1/2 barrel brewery completed.

1/2 barrel brewery completed.

With the 1/2 barrel brewery completed and running I have begun to re-focus on the studio. The buisinss plan is complete and the costs are layed out, but I’m currently not in a position to begin. Basically, under the current plan, the salary I would pay myself would not cover my family’s current expenses. However, my wife and I have come up with a plan to adjust our budget to begin laying the ground work for the move. If successful, we should see the opportunity to make the shift is 2-3 years. Now a lot can happen in that time, but starting this brewery remains a priority to me and as soon as the opportunity to open it presents itself, you can be sure I will take it. Until then, I continue to learn, research, and network with the fantastic brewers in my area.


A bit of a break

I took a bit of a break from brewery planning the last few weeks to build out my own pilot brewery. Along with wanting to help¬†other brewers put out great beer, I am also passionate about my own recipes. In the end, this will only be a 1/2 Bbl brewery, but will give me the facility space to fine tune my beer, and as a secondary benefit, help me cost out the smaller studio spaces in the larger facility. More details to come…along with a bit of a teaser….I might have found the perfect commercial space for the start-up.



Renewed focus

So, a bit of a blow this week, with the major profit center of the brewery usurped by a MUCH larger facility. Even if I could have planned and funded this brewery by the end of this year I still would have had much of my contracts disappear as soon as this large contract facility opened. So…..where does that leave me? Renewed focus.
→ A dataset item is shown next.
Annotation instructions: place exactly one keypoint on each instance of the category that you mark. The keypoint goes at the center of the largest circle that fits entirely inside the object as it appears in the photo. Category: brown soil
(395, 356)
Funding the facility early through contract only business would have been great, but it was off target from what I really wanted to do with this brewery. The real concept here is brewing success for local brewers. So how? I think the only solution is to have a public taproom. I had planned for a taproom originally, but only have it open for tours or special events. Without the contract income coming in, I need another revenue stream. I think public taproom is the only way. This adds an additional advantage, brewers immediately have their beer available to the public. I would also like to go a step further. Rather than just one commercial sized facility, I think this brewery should have non-professional space. A true studio for practicing and refining before you go public.

Apparently, U-Brew spaces require only slightly more insurance than any commercial property. Now imagine a home brewer, working out of a space in the studio, perfecting recipes with the help of professional staff. Once a small batch is ready, it goes on tap under the studio’s license (Craft Beer Studio presents: XXX). If the beer is successful, the brewer makes more. If it becomes successful enough, he moves to the full scale brewery.
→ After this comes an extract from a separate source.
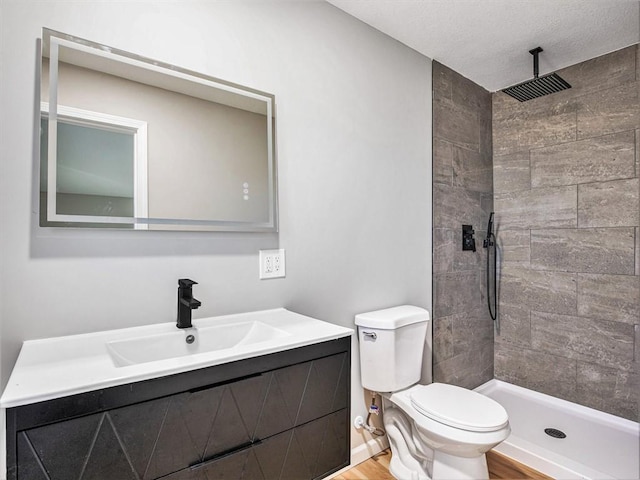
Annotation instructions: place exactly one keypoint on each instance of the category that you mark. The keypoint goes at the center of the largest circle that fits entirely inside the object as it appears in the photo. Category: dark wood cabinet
(280, 416)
Home brewers could simply work out of the studio. Rent the room for 1/2 a day to make a beer on near professional gear, with near professional process. They could simply use it as their home brewery. However, those looking to take a shot at the commercial market, would have the ability to put a beer on tap and see what happens.

I think the combination of studio space for non-pro brewers, connected with a commercial facility, and a true tap room is the future of this plan. Time to make a few more calls. Stay tuned.


This weekend the Boston Globe ran a story about Dan Lanigan from Lord Hobo and his plans to open a 100% contract brewery on the North Shore. It sounds like he has already secured funding for this 18 million dollar facility. If successful, this would pound a serious coffin nail in the profit center of my business plan. Providing contract capacity in the state was the basis for this plan and the best way to fund the service side of the business. I have not thrown in the towel but this is not great news for my plans. I wish Dan well, of course, in his plans as the industry in MA is in desperate need of capacity. However, without the services side of the equation, area brewers will lose out on something that would have helped many beyond just available capacity.

Firming up start-up costs

After talking to several brewers, industry specialists, and insiders, the numbers for starting this business are beginning to settle down. I have several pages of tables and spreadsheets attempting to track all expenses and foreseen capitol investments. Right now with all of those various lines added up, it look like $750,000 is the magic number for what I am trying to do. This gets a fully operating brewery and 1 year of operating cash, with a little breathing space for unforeseen issues.

There is still a lot of work to be done to the business plan around the market and operation of the business. I continue to focus on that daily, but it is nice to have a number to talk about when asked.

Equipment and pricing adjustments

After talking to a few brewers, to get the most bang for the buck in a 100% contract brewery, and be able to compete with the larger operators, a 30Bbl brew house is a better option than just 15Bbl. It lowers the man hours for getting you up to larger batches, but still runs at 15Bbl for the brewers just starting out. I’m re-contacting my previous vendors to get adjusted quotes to see where that puts me for start up capitol requirements. Rough guess…another 100k.

A few numbers have been adjusted since I last posted. I’ve split the offerings at the facility to better accommodate established brewers who just need spare capacity. So dropping the 15bbl batch rate to a competitive price with no consulting services.

I also adjusted my cellar design to allow for more flexibility, and therefore more batches per month. This drove down my cost per barrel and allowed me to lower the batch rate with consulting by $500 per 15Bbl.